Mortgage lenders use a variety of factors to calculate how much you can borrow, including:
- Your income: This is the most important factor, as lenders want to ensure you can repay your mortgage. They will look at your gross income (your salary before tax) and your net income (your salary after tax)
- Your outgoings: This includes monthly expenses, such as rent or mortgage payments, bills, debt repayments, and groceries. Lenders will want to make sure that you have enough money left over each month to cover your mortgage repayments
- Your deposit: This is the amount of money you will need to put down as a down payment on your property. The larger your deposit, the less you will need to borrow, and the lower your monthly repayments will be
- Your credit score: This is a number that lenders use to assess your creditworthiness. A higher credit score means that you are considered to be a lower-risk borrower and you may be able to get a better deal on your mortgage
- The type of mortgage you apply for: Different types of mortgages are available, with different terms and conditions.
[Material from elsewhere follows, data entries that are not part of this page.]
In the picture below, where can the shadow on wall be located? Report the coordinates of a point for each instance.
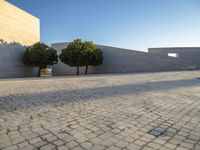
(11, 61)
(60, 97)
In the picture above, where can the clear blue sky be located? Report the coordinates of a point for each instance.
(134, 24)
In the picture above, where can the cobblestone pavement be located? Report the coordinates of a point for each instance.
(113, 112)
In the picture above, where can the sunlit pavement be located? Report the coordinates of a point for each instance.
(119, 111)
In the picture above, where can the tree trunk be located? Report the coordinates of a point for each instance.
(77, 72)
(86, 69)
(38, 75)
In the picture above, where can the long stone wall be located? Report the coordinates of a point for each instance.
(17, 25)
(11, 62)
(189, 56)
(117, 60)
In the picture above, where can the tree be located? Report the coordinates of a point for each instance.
(73, 55)
(81, 53)
(40, 55)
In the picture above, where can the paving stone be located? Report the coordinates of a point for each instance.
(72, 144)
(142, 111)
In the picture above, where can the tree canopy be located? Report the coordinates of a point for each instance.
(40, 55)
(81, 53)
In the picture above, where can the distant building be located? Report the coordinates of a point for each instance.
(20, 27)
(17, 25)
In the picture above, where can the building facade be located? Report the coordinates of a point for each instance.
(119, 60)
(17, 29)
(17, 25)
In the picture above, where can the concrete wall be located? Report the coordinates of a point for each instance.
(117, 60)
(18, 26)
(189, 56)
(11, 64)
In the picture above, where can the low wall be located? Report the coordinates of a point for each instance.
(117, 60)
(11, 64)
(189, 56)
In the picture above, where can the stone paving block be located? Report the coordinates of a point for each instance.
(143, 111)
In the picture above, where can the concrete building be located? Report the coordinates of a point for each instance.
(118, 60)
(18, 29)
(17, 25)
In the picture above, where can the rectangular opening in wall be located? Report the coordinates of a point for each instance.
(173, 55)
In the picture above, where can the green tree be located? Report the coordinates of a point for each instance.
(73, 55)
(40, 55)
(81, 53)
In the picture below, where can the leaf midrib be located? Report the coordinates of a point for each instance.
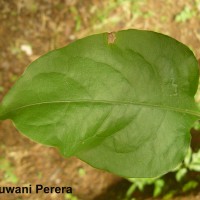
(179, 110)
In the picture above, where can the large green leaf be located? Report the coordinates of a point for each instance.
(121, 102)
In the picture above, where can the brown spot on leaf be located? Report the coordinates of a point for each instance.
(111, 37)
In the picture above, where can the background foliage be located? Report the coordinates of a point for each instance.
(31, 28)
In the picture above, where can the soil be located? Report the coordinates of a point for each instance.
(46, 25)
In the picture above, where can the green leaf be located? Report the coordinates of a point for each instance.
(121, 102)
(190, 186)
(180, 174)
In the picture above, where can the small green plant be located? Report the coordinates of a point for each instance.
(122, 102)
(190, 163)
(8, 171)
(186, 14)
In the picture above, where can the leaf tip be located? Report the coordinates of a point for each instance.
(111, 37)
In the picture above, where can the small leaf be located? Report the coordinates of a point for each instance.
(180, 174)
(124, 106)
(190, 185)
(159, 184)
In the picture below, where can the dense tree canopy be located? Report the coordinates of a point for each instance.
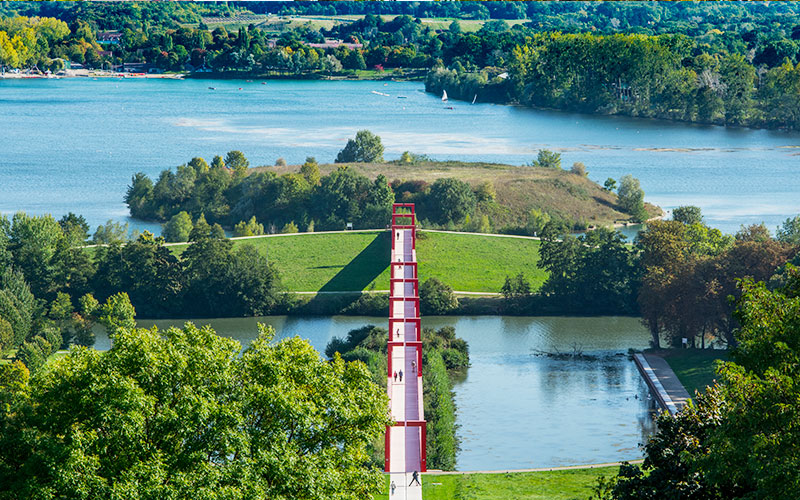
(180, 414)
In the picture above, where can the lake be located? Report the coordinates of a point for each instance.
(517, 410)
(73, 144)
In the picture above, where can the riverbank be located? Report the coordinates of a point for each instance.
(567, 484)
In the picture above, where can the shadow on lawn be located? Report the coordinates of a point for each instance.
(354, 277)
(363, 269)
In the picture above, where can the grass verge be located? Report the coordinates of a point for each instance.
(694, 367)
(359, 261)
(551, 485)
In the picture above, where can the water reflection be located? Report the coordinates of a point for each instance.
(517, 409)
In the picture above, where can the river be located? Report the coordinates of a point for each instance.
(517, 410)
(73, 144)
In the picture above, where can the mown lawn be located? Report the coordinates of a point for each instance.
(359, 261)
(694, 367)
(553, 485)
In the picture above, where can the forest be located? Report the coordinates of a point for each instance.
(726, 64)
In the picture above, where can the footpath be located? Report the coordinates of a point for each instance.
(662, 381)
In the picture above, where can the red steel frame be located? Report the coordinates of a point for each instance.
(404, 217)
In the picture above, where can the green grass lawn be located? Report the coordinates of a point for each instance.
(694, 367)
(554, 485)
(360, 261)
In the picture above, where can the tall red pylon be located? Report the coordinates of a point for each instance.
(406, 439)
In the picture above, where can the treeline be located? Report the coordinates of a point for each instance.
(53, 291)
(228, 193)
(667, 76)
(679, 275)
(443, 357)
(737, 440)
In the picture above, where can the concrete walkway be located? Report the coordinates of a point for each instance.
(662, 381)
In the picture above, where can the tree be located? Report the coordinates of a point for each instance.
(111, 232)
(450, 200)
(249, 228)
(181, 414)
(631, 198)
(116, 313)
(178, 228)
(366, 147)
(310, 171)
(436, 297)
(237, 162)
(547, 159)
(688, 215)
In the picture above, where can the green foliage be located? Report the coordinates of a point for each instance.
(688, 214)
(442, 444)
(116, 313)
(547, 159)
(366, 147)
(450, 200)
(286, 424)
(178, 228)
(111, 232)
(436, 297)
(595, 272)
(249, 228)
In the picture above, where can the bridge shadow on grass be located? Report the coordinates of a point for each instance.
(363, 269)
(354, 277)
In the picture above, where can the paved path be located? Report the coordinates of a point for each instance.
(663, 383)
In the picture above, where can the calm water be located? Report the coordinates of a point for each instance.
(516, 410)
(73, 144)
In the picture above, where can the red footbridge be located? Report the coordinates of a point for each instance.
(405, 440)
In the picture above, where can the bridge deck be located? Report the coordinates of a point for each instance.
(407, 438)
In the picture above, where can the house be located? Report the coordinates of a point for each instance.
(109, 37)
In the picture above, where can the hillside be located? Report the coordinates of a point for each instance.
(520, 189)
(354, 261)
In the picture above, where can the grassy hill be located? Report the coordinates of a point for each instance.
(357, 261)
(519, 189)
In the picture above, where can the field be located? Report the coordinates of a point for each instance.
(552, 485)
(694, 367)
(519, 189)
(356, 261)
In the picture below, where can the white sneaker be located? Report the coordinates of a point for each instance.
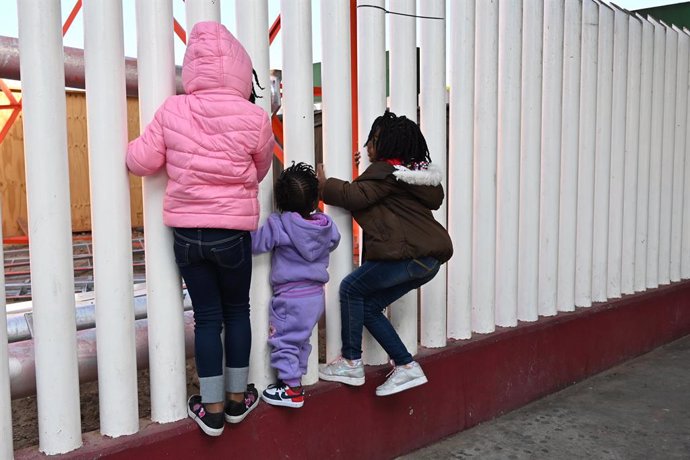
(402, 378)
(342, 371)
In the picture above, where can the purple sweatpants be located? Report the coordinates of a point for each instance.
(293, 315)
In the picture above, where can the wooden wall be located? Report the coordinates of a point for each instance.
(12, 176)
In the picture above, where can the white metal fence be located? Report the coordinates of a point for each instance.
(566, 173)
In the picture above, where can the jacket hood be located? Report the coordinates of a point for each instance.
(312, 238)
(216, 60)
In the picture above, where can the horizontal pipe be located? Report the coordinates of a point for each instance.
(74, 67)
(20, 324)
(23, 365)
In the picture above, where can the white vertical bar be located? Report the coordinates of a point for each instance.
(433, 125)
(632, 132)
(110, 216)
(587, 142)
(602, 160)
(685, 237)
(667, 149)
(460, 165)
(47, 182)
(403, 101)
(681, 98)
(201, 10)
(646, 71)
(485, 145)
(572, 29)
(337, 149)
(617, 173)
(550, 155)
(530, 147)
(508, 162)
(251, 19)
(163, 292)
(371, 102)
(298, 106)
(6, 447)
(655, 155)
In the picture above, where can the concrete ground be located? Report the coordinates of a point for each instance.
(637, 410)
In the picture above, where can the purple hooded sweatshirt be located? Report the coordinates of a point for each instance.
(300, 247)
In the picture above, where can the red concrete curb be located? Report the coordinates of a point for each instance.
(469, 382)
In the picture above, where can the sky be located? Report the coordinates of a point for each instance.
(74, 37)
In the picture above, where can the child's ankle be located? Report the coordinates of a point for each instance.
(294, 384)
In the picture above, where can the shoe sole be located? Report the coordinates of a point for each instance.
(205, 428)
(405, 386)
(239, 418)
(352, 381)
(282, 403)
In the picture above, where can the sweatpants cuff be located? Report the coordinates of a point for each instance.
(236, 379)
(211, 389)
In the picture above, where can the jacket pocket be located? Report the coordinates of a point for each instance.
(419, 268)
(181, 251)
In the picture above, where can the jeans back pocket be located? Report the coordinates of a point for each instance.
(231, 254)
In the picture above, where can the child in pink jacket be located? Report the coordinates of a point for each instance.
(216, 146)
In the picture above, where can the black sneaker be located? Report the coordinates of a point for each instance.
(211, 424)
(280, 394)
(236, 411)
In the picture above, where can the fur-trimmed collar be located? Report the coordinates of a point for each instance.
(431, 176)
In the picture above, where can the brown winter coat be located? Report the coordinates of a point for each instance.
(393, 207)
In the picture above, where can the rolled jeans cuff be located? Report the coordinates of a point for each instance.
(236, 379)
(211, 389)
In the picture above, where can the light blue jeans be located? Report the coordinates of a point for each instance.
(367, 291)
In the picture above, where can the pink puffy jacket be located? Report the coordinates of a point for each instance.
(216, 146)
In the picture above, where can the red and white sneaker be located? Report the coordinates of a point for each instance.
(280, 394)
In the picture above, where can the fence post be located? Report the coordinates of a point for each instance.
(644, 142)
(163, 286)
(337, 149)
(585, 166)
(632, 154)
(298, 106)
(47, 177)
(655, 155)
(667, 149)
(681, 101)
(371, 100)
(685, 237)
(432, 113)
(551, 116)
(104, 61)
(602, 158)
(617, 173)
(570, 125)
(485, 144)
(460, 160)
(530, 146)
(403, 101)
(508, 161)
(252, 17)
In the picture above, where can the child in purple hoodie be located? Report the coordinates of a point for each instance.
(301, 241)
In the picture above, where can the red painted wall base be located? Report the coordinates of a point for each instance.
(469, 382)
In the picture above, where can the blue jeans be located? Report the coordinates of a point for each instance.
(216, 265)
(367, 291)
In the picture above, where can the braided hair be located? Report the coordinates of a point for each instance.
(255, 95)
(398, 138)
(297, 189)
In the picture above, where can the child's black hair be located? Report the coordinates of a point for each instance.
(398, 137)
(297, 189)
(255, 95)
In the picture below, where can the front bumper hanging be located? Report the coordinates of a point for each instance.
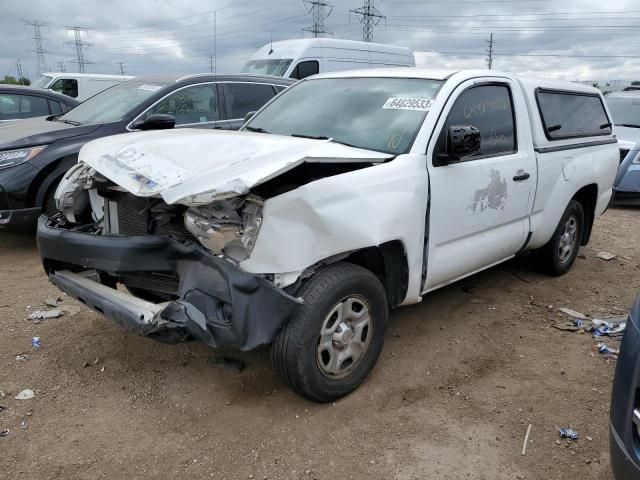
(217, 303)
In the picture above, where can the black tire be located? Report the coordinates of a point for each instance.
(552, 261)
(296, 350)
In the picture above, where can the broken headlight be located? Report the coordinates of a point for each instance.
(228, 227)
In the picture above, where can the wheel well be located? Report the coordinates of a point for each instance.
(388, 262)
(587, 196)
(47, 177)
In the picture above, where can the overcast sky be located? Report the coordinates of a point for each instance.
(573, 39)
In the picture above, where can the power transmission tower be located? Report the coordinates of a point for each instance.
(79, 45)
(319, 10)
(490, 43)
(20, 75)
(370, 16)
(41, 64)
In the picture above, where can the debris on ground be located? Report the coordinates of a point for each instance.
(573, 313)
(26, 394)
(227, 363)
(46, 314)
(52, 301)
(568, 433)
(606, 256)
(606, 350)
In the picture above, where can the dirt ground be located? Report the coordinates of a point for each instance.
(461, 377)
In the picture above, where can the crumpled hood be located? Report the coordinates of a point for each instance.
(195, 167)
(38, 131)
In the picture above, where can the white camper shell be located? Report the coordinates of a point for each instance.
(78, 85)
(305, 57)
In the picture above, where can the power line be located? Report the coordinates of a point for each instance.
(490, 43)
(319, 10)
(370, 16)
(79, 44)
(41, 64)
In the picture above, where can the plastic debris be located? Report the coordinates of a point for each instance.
(608, 351)
(46, 314)
(568, 433)
(606, 256)
(26, 394)
(573, 313)
(52, 301)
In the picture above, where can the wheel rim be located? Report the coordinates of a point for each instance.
(345, 337)
(568, 239)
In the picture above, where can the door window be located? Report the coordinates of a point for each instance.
(195, 104)
(488, 108)
(242, 98)
(22, 106)
(305, 69)
(66, 86)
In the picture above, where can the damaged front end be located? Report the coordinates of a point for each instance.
(179, 262)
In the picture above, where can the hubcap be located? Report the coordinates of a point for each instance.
(568, 239)
(345, 337)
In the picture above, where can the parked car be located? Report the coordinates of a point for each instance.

Some mortgages are more suitable for people with lower incomes or larger debts
- The property you want to buy: The value of the property you want to buy will affect how much you can borrow. Lenders will usually only lend you up to a certain percentage of the property’s value
Once you have applied for a mortgage, the lender will assess your application and decide how much they will lend you. They will consider all of the factors listed above and any other information you have provided.
It is important to remember that the amount you can borrow will depend on your circumstances. If you are unsure how much you can borrow, speaking to a mortgage advisor is always best. They will be able to help you understand the different types of mortgages available and advise you on the best option.